La Storia dei Campionati Mondiali di Calcio

Iniziati nel lontano 1930 i mondiali di calcio hanno subito assunto un ruolo molto più ampio rispetto ad altri eventi sportivi in genere, con le organizzazioni degli eventi che spesso nascondevano una propaganda politica, e certe volte un'occasione per destare l'orgoglio nazionale duramente provato da situazioni avverse (terremoti, crisi ecc.)

Al giorno d'oggi il calcio è un business di proporzioni bibliche, e la competizione tra nazionali è diventata uno strumento di diffusione di benessere anche in aree meno coinvolte, come per esempio l'edizione americana  con orari assurdi per consentire la visione televisiva al pubblico europeo, o l'edizione in Asia, dove i favori arbitrali hanno influito oltremodo sul cammino delle squadre di casa.

Comunque oltre tutto quello che gira dietro i mondiali si è sempre verificato che i veri protagonisti del calcio sono stati i giocatori, fin dal 1930 l'evento è stato un bel teatro del calcio per numerosi uomini straordinari come Pelè, Rivera, Puskas, Di Stefano, Maradona, Cruyff, Ronaldo e tantissmi altri che hanno letteralmente fatto la storia di questo evento sportivo ormai amato in ogni parte del globo terrestre (e forse non solo).

Anche gli allenatori hanno avuto la loro parte di gloria, rivoluzioni tattiche hanno visto squadre giocare nelle maniere più diverse, dal catenaccio, dalla marcatura ad uomo a quella a zona, come in ogni cosa si sono sviluppate tante tecniche che nel corso degli anni hanno portato a valorizzare il gioco del calcio, come l'Olanda degli anni 70 rappresenta forse la sintesi dello spettacolo offerto dai mondiali di calcio con talenti destinati a passare alla storia per le loro innovazioni tattiche.

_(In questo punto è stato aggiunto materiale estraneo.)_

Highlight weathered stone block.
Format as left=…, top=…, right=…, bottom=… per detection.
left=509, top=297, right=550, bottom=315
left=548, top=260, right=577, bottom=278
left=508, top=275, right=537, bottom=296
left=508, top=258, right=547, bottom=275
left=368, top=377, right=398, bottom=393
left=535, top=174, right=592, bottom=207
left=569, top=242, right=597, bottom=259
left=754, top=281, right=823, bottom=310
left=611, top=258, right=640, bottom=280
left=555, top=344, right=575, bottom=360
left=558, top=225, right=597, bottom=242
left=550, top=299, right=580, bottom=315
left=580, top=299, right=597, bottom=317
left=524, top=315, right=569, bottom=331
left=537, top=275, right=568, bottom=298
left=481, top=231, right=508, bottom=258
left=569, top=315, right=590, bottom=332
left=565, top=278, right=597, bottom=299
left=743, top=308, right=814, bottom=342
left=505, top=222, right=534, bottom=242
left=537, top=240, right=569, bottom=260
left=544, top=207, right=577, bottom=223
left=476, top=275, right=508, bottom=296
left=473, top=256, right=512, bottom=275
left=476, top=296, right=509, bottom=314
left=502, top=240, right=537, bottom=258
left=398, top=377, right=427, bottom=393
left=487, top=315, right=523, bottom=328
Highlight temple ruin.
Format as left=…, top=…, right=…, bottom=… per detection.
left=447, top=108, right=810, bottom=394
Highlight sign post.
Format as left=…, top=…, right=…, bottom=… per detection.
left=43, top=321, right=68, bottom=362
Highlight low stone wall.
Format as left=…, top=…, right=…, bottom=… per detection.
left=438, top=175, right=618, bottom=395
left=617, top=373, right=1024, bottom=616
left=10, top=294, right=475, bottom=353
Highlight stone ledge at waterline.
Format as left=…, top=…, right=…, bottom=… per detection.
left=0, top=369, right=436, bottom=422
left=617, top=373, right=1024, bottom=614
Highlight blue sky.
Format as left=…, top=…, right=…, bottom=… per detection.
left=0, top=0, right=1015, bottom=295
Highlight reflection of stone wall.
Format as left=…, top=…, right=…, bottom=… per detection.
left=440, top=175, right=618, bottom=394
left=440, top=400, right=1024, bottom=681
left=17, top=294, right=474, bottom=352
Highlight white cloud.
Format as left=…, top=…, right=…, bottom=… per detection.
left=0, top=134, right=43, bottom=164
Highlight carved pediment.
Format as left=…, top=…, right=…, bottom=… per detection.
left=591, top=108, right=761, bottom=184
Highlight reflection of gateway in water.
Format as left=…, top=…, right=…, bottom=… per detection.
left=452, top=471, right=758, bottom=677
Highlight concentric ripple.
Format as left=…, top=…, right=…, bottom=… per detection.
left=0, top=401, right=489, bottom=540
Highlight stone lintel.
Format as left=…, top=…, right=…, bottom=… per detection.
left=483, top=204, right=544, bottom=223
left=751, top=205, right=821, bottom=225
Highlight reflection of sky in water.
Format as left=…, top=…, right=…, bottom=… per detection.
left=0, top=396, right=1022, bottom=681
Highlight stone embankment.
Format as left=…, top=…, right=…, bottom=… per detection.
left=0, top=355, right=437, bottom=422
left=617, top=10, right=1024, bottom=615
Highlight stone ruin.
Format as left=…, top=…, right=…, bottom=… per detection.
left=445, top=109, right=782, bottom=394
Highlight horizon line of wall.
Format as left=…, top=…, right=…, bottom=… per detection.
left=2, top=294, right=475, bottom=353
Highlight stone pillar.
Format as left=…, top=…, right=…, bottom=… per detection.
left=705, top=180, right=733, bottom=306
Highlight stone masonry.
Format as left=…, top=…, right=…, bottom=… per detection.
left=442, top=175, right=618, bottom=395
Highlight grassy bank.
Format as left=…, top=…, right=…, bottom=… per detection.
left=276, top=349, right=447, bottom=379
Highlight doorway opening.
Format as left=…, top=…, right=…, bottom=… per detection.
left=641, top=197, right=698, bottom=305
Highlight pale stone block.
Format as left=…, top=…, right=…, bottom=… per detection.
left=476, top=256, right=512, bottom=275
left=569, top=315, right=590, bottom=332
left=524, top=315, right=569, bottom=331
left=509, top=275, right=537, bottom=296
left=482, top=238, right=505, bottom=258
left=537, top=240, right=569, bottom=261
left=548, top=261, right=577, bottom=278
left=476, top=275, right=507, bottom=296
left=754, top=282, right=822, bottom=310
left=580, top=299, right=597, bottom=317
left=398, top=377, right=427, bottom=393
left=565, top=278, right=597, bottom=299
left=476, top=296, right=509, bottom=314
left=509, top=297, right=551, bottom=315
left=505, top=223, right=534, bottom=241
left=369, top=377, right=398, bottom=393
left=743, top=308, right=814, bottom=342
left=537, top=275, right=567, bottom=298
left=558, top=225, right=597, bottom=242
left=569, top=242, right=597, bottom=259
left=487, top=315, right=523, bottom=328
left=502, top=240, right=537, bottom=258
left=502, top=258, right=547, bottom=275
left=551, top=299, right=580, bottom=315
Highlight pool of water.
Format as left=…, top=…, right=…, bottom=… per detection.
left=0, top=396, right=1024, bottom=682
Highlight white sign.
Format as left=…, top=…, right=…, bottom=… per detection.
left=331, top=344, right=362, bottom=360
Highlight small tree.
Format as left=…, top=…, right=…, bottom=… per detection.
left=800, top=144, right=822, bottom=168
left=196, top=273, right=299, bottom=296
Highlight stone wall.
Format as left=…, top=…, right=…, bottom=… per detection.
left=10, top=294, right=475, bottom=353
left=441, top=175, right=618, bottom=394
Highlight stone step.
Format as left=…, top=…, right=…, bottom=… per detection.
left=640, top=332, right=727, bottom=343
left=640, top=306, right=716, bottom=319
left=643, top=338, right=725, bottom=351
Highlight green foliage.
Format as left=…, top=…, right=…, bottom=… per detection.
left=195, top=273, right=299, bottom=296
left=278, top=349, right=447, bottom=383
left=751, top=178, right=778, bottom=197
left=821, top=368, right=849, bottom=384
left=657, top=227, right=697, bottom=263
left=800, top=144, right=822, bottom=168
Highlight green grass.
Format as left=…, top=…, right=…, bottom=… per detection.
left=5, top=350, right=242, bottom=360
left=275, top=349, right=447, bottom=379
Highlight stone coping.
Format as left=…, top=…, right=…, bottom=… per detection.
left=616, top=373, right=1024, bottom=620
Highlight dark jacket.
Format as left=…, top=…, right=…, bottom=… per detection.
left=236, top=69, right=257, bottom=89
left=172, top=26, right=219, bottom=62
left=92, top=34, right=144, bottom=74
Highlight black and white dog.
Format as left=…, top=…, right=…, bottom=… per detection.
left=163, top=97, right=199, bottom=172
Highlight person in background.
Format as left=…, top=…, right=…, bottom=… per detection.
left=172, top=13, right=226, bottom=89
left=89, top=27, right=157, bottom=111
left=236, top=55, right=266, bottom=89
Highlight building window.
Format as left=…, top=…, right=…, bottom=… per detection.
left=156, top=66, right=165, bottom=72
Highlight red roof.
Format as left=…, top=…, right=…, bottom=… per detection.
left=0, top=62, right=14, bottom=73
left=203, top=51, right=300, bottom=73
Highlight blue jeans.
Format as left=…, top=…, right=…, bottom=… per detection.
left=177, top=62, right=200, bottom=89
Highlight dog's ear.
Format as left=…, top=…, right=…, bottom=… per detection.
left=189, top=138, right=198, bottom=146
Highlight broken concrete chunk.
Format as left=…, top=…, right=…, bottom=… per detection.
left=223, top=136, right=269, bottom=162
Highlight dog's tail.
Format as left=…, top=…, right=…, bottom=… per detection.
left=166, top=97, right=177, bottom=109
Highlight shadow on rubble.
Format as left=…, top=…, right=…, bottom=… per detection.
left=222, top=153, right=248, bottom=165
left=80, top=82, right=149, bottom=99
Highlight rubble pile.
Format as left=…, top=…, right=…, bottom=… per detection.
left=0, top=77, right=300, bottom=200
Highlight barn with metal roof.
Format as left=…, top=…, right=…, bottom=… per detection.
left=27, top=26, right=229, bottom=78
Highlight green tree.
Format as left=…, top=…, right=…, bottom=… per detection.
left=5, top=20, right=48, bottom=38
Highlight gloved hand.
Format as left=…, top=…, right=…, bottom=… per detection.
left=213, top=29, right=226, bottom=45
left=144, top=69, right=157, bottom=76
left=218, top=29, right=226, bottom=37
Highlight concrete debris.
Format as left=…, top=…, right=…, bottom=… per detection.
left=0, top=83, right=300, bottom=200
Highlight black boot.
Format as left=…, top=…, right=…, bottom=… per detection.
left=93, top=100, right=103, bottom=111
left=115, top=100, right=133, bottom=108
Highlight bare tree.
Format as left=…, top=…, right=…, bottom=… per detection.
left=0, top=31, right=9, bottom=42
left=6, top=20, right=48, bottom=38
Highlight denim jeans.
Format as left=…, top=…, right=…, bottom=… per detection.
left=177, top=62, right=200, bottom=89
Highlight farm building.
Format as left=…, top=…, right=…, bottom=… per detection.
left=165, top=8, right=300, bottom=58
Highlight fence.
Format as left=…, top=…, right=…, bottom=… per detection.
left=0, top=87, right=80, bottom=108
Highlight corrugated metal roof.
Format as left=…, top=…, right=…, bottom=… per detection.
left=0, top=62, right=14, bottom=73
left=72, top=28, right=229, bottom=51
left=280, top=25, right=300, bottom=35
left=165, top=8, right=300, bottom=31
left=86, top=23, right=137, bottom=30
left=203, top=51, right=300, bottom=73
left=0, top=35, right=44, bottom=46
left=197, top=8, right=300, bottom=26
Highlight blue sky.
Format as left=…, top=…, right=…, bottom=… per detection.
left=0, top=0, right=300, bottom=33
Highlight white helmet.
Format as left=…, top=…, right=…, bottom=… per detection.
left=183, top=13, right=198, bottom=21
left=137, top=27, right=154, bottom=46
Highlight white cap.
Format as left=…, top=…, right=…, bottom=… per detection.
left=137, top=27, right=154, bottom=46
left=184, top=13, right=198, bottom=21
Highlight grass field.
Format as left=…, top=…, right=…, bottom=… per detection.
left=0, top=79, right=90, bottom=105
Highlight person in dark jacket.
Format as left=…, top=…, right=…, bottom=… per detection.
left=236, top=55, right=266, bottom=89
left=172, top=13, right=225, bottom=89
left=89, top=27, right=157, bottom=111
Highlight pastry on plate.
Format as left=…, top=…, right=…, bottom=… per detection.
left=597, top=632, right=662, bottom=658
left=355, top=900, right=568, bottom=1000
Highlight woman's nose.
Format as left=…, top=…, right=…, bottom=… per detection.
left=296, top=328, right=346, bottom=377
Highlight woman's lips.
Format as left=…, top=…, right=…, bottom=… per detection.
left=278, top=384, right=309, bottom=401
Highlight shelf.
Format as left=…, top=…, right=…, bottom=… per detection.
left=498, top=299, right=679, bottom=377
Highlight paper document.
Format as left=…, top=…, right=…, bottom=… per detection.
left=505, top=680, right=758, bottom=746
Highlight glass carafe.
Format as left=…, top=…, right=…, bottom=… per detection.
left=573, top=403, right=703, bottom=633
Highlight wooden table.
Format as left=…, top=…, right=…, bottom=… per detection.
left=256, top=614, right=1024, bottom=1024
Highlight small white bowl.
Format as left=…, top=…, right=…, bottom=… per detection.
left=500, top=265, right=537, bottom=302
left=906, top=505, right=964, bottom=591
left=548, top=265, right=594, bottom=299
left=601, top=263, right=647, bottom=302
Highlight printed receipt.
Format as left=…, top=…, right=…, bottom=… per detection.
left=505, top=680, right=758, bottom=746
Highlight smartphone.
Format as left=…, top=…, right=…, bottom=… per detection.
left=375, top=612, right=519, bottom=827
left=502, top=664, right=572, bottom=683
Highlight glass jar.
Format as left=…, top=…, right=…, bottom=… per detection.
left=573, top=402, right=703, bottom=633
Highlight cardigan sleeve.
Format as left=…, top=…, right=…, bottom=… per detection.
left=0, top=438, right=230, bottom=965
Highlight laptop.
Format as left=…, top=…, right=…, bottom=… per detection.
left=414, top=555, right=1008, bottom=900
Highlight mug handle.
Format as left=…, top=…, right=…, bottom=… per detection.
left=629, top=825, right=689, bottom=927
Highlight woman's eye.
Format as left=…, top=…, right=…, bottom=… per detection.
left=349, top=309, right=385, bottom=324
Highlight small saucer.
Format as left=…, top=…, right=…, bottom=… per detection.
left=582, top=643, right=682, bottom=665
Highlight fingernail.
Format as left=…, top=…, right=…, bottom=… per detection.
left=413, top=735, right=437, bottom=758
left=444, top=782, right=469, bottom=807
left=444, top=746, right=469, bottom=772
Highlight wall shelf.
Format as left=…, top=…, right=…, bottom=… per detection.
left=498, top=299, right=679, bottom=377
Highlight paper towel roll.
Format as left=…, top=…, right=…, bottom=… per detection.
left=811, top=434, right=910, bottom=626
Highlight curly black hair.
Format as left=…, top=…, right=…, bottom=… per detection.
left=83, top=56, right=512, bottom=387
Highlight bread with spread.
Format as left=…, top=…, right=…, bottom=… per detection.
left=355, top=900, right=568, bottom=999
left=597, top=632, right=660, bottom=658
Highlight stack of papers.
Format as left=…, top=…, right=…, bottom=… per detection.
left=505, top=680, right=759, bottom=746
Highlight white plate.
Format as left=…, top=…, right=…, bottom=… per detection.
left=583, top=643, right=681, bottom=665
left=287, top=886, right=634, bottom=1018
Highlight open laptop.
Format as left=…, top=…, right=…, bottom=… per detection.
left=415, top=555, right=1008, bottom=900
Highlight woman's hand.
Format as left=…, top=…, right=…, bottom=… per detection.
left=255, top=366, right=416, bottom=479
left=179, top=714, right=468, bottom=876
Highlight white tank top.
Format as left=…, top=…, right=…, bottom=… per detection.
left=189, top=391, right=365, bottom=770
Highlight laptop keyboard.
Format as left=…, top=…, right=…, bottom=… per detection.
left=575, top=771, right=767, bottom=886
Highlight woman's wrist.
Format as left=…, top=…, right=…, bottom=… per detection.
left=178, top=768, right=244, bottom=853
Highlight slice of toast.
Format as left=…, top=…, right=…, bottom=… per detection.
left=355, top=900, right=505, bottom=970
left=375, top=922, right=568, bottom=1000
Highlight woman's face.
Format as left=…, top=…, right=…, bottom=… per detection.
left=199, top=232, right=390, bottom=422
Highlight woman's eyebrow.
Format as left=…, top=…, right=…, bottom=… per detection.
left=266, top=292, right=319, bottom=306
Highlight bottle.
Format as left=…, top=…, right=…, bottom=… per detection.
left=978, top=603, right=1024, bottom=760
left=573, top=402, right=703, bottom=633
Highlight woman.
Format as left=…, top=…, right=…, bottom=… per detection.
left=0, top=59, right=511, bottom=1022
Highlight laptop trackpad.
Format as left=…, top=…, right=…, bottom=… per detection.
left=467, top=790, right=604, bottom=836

Il bello dei mondiali è nella sua formula spietata che, salvo il primo turno, non perdona i passi falsi, come accade per l'Italia 1990 di Azeglio Vicini, che innesca una serie di vittorie entusiasmanti, suscitando il fenomeno nazionale delle “notti magiche”. Salvo poi cedere il passo davanti ad un'Argentina che doveva essere destinata a subire una goleada.

70 anni di mondiali pieni di campioni, ma su tutti si ricorda sempre il Brasile con i suo 5 titoli e quindi risultano essere la squadra più titolata, ma l'Italia è li a 4 titoli per farci sognare e diventare insieme al Brasile la squadra più popolare del mondo, forza ragazzi!.